Exploring employee ownership as a succession strategy
Matthew Evans

Matthew Evans
Executive Director

Picture the scene.  Your client comes to you and says “I want to exit my business.  What’s the best way to do it?”

In fact, they never actually use these words.  They will say “I want to retire / pass the business down to junior / sell up / do an MBO”.

What do all these business exit routes have in common? Other than lots of negotiations, lots of stress, and a lengthy timeline?  What they all have in common is that the tax legislation gives us a tax efficient method of doing it (as well as many other tax inefficient ways if we structure it wrong!).

Evaluating the business exit options available is crucial for a successful exit strategy.

The “straightforward” sale is not usually that straightforward. Yes, the numbers can be higher, but so can the timelines, the negotiations, and of course the stress.  And this is the type of deal that is most likely to fall down at the last minute.

And the problem with passing shares down to the next generation is that this often means giving up ownership of a successful business – not all business owners are financially able or willing to do that.

Management Buy Outs might be ideal for companies with a strong management team.
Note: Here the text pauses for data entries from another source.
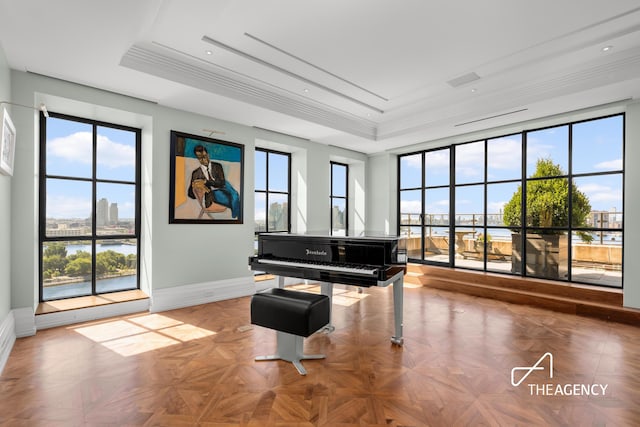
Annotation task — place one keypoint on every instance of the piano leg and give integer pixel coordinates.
(326, 288)
(397, 310)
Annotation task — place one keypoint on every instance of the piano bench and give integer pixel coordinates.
(293, 315)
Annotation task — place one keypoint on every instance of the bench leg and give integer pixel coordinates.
(290, 349)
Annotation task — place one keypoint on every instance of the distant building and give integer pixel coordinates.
(102, 212)
(113, 214)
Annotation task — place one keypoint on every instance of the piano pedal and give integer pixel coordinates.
(397, 341)
(328, 329)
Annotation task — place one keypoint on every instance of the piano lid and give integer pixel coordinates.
(367, 234)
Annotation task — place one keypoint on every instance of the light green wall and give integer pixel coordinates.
(5, 203)
(631, 207)
(172, 255)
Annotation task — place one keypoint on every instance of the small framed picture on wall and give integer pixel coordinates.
(7, 144)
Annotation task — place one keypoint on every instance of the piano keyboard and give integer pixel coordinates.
(321, 266)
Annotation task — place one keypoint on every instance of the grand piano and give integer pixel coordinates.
(365, 259)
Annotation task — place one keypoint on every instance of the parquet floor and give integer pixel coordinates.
(195, 367)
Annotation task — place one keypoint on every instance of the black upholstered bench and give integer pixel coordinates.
(293, 315)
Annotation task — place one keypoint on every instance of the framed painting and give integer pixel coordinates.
(7, 144)
(207, 180)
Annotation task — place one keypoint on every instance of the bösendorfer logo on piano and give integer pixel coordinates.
(316, 252)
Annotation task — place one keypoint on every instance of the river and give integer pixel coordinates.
(103, 285)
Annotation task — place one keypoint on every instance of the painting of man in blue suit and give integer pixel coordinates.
(209, 186)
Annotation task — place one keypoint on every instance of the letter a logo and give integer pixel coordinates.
(529, 369)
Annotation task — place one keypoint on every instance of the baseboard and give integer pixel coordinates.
(25, 322)
(201, 293)
(68, 317)
(7, 339)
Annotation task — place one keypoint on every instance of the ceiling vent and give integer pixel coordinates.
(462, 80)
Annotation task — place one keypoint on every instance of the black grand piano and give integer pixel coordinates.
(366, 259)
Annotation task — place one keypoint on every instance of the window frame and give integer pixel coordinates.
(94, 236)
(267, 192)
(333, 197)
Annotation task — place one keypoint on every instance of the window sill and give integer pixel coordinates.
(89, 301)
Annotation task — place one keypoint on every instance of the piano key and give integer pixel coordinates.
(321, 266)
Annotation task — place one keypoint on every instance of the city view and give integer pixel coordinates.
(67, 265)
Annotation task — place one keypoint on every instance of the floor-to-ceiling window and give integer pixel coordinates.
(544, 203)
(272, 191)
(339, 200)
(89, 207)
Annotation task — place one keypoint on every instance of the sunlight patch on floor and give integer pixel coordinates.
(139, 334)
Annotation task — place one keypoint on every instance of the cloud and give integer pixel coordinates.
(76, 148)
(410, 206)
(601, 196)
(610, 165)
(68, 206)
(503, 152)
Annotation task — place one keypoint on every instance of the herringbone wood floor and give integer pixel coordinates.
(195, 367)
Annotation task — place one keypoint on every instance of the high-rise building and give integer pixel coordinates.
(113, 214)
(102, 212)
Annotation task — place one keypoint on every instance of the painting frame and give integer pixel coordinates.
(206, 180)
(7, 144)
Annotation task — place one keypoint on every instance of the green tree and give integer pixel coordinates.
(81, 266)
(53, 265)
(547, 203)
(55, 248)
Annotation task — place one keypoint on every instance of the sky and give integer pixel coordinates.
(597, 147)
(278, 180)
(69, 153)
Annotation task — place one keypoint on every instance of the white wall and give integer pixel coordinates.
(381, 190)
(631, 253)
(5, 202)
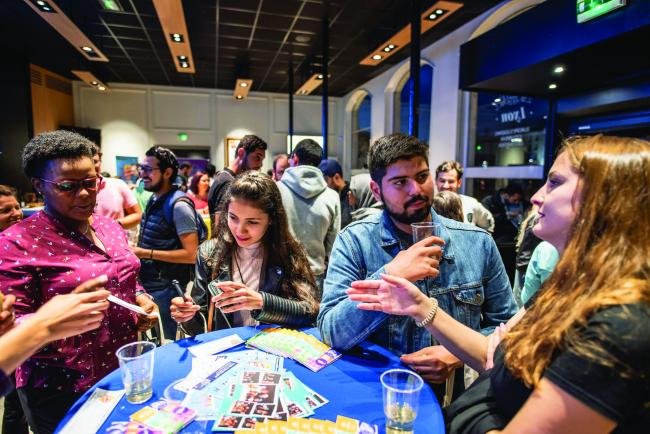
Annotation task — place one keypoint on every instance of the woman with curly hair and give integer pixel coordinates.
(576, 358)
(254, 270)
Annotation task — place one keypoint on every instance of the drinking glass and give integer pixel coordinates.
(401, 391)
(136, 367)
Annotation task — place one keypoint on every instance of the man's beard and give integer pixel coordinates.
(154, 187)
(403, 216)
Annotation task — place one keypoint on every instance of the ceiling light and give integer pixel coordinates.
(111, 5)
(90, 79)
(42, 6)
(432, 16)
(172, 21)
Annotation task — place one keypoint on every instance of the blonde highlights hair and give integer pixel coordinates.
(606, 261)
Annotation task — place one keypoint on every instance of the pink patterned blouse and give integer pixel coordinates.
(40, 258)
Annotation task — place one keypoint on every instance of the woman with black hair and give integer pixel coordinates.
(255, 271)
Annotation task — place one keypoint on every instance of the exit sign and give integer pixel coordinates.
(590, 9)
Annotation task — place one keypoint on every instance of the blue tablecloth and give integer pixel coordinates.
(351, 384)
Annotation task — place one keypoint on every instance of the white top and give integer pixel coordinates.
(475, 213)
(246, 269)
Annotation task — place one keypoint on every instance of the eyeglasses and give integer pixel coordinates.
(70, 186)
(146, 169)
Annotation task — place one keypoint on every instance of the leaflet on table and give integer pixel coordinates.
(299, 346)
(93, 412)
(166, 417)
(343, 425)
(216, 346)
(257, 396)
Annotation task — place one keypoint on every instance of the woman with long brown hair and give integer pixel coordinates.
(254, 269)
(576, 358)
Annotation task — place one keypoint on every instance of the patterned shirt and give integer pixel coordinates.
(40, 258)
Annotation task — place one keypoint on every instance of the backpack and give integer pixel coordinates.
(168, 212)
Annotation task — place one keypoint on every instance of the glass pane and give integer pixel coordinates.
(426, 83)
(363, 114)
(510, 131)
(361, 133)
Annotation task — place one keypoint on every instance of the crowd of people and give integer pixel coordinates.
(565, 351)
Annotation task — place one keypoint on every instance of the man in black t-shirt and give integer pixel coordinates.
(249, 155)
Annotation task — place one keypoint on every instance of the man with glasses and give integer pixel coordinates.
(249, 155)
(169, 233)
(115, 199)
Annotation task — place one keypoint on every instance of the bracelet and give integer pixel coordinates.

However, they may not be suitable if the management lacks interest in succession or doesn’t have the funds to meet shareholder expectations.

So what are the tax efficient alternatives?

The straightforward sale can be achieved with a relatively low CGT rate, and of course, for clients that want to “go again”, the Substantial Shareholding Exemption can allow a holding company to sell a subsidiary company tax free.

A Family Buy Out can be an excellent succession planning option, as it allows the business to be passed to the next generation, whilst still giving the current owners access to the wealth accumulated to date, whilst maintaining Business Relief for IHT purposes.

And in the context of a sale to the employees, Employee Ownership Trusts (EOTs) have risen in popularity, offering a compelling solution for business owners who want to achieve a full market value sale tax efficiently. An EOT arrangement replicates the “John Lewis Model”, where a company is run by the employees for the benefit of the employees.

The negotiations are also streamlined, as the company effectively creates its own buyer. The process can be completed in as little as three months. EOTs also empower employees, preserving the company culture and allowing owners to enjoy a phased retirement.

So when it comes to exiting a business, it is essential to work out which exit strategy is most appropriate, and how to structure the deal to be tax efficient. Exploring employee ownership through EOTs, Family Buy Outs and other alternative methods can provide a more rewarding and less burdensome exit strategy.